The IMF generally praised Canada's fiscal standing and solid banking system and said the country is faring better than most as it recovers from the global downturn.

But it said authorities should be ready to step in, if necessary, with policy measures to keep the country's growth on track.

"It's important to remain vigilant to any risks that could emerge," said Charles Kramer, the IMF's Canadian mission chief, in a conference call.

"After our discussions in Ottawa and Toronto we have confidence that the authorities are very much on the same page with respect to that," he said.

The IMF forecasts 2.3 per cent real growth in the Canadian economy in 2011 — a slowdown from 2010's 3.0 per cent growth.

Risks elevated

But domestic and global risks to Canada's recovery are elevated and could curtail growth, the Washington-based agency said in its year-end look at the Canadian economy. 

"Growth is expected to be muted in the second half of 2010 and in 2011 as household debt has run up to high levels, housing markets are cooling and fiscal stimulus is waning," it said.

The record high level of personal debt is the main domestic risk to future GDP growth in Canada, in its view.

The average Canadian's debt is 143.6 per cent of annual disposable income — not much better than the 148.6 per cent level among American consumers.

Bank of Canada governor Mark Carney and Finance Minister Jim Flaherty have both raised similar concerns about high household debt levels.

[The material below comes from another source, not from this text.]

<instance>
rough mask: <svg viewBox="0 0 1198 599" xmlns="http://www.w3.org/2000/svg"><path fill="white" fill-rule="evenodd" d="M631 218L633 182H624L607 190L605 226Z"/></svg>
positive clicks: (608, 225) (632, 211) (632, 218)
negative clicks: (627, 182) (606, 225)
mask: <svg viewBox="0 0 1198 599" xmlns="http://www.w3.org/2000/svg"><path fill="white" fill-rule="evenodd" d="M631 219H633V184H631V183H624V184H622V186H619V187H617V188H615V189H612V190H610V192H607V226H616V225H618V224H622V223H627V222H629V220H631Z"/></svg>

The housing market bears watching, the IMF said, noting that one of its background studies found that home prices in Ontario and British Columbia were nine to 14 per cent higher than its economic modelling would suggest, based on historical averages. Although a housing price correction is possible, a collapse is not likely, in the IMF's view.

Outside Canada, the biggest downside risk to Canada's economy comes from a weaker U.S. outlook and worsening global financial conditions.

The IMF also praised plans by federal and provincial governments to move toward balanced budgets and said Ottawa's recent move to extend the deadline for stimulus spending by seven months to October 2011 was welcome, given the muted nature of the recovery.

Keeping rising health-care costs in check "will pose challenges" for policy makers in the long term, it added.